From staff reports
President Emeritus Vernon Roger Alden died in Boston on Monday, June 22, at the age of 97.
Ohio University issued a statement highlighting the life and achievements of the university’s 15th president.
“President Alden was a visionary leader who guided Ohio University through a time of tremendous growth and change. The initiatives that Dr. Alden led have benefited generations of students and will continue to do so. He remained involved with Ohio University throughout his career, and I appreciated the insights, support and guidance that I received from him,” Ohio University President M. Duane Nellis said in the university press release.
Alden served as president of Ohio University from 1962 to 1969. During this time, Alden and his administration saw a doubling of enrollment and staff. His administration expanded research and academic programs including the Honors College, the Cutler Program of Individualized Study, sabbatical leaves, the Ohio University Press and area studies including funding a Black Studies Institute.
“Dr. Alden developed academic programs and initiatives during his tenure that have had a lasting legacy, benefiting countless Ohio University students. This includes the reestablished Ohio Fellows program, which continues to connect students from diverse backgrounds with faculty, peers, alumni, and mentors outside the university to develop students’ unique potential to make a significant impact after graduation. He fostered a culture of academic innovation that Ohio University has continued to embrace in the years since his presidency,” Ohio University Executive Vice President and Provost Elizabeth Sayrs said.
In 1964, U.S. President Lyndon B. Johnson appointed Alden the chairman of the Task Force Planning and the United States Job Corps and chairman of the Education Advisory Committee of the Appalachian Commission, according to the OU release. Some of his accomplishments included developing the Appalachian Highway Network, re-routing the Hocking River to cut down on Ohio University flooding, and building six branches of the university throughout Southeast Ohio.

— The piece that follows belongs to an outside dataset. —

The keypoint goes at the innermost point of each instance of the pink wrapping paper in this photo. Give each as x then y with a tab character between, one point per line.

In addition, Alden Rainbow is a primary school in Nigeria named in his honor for his visits to Ohio faculty members teaching in Nigeria on USAID grants.
Upon his retirement from OU, Trustees named the new library building the Vernon Roger Alden Library. He also received the Governor’s Award, a citation from the State of Ohio Senate and the Outstanding Civilian Service award from the U.S. Army, the press release stated.

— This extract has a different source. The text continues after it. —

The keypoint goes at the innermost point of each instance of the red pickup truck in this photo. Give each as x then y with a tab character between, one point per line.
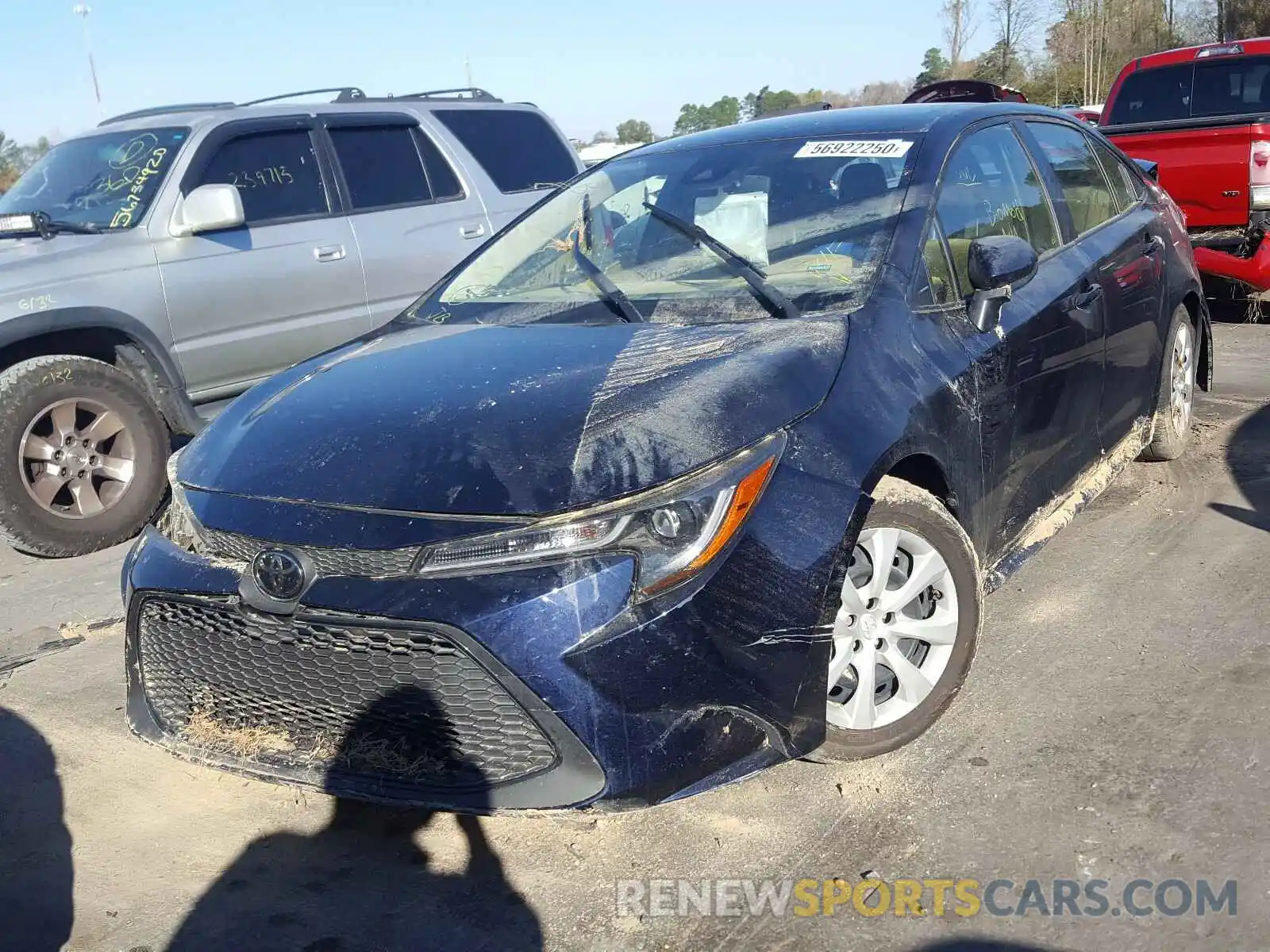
1203	116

“Dr. Alden’s leadership, vision, and love of learning will live on for generations at the University. We at the Libraries are especially grateful for Dr. Alden’s strong belief in the library as the academic and cultural heart of the institution, and for his advocacy that led to the construction of Alden Library. His name will forever be synonymous with libraries at OHIO,” Neil Romanosky, dean of the University Libraries, said.
After leaving OU, Alden took over as chairman of the Boston Company and its subsidiary, the Boston Safe Deposit and Trust Company, from 1969 to 1978, according to the university media statement. He served on several corporate boards and visiting committees and was very involved in U.S. and Japanese affairs and Japanese culture.
For more than 40 years, he was president or chairman of the Japan Society of Boston, the release stated.
Along with his late wife, Marion, Alden set up endowed funds at Brown University, the Boston Symphony Orchestra, the Boston Science Museum, Ohio University, Ohio Wesleyan University, MIT, the Fletcher School of Law and Diplomacy, Northfield Mount Hermon School, the Boston Public Library and the French Library and Cultural Center in Boston, the release stated.
Thirteen colleges and universities have conferred honorary degrees upon him, and in 1975 the Harvard Business School Alumni Association gave him its Business Statesman Award. He received a similar award from Brown University alumni in 1987.
Alden was elected to Ohio University Hall of Fame in 2006, according to the university.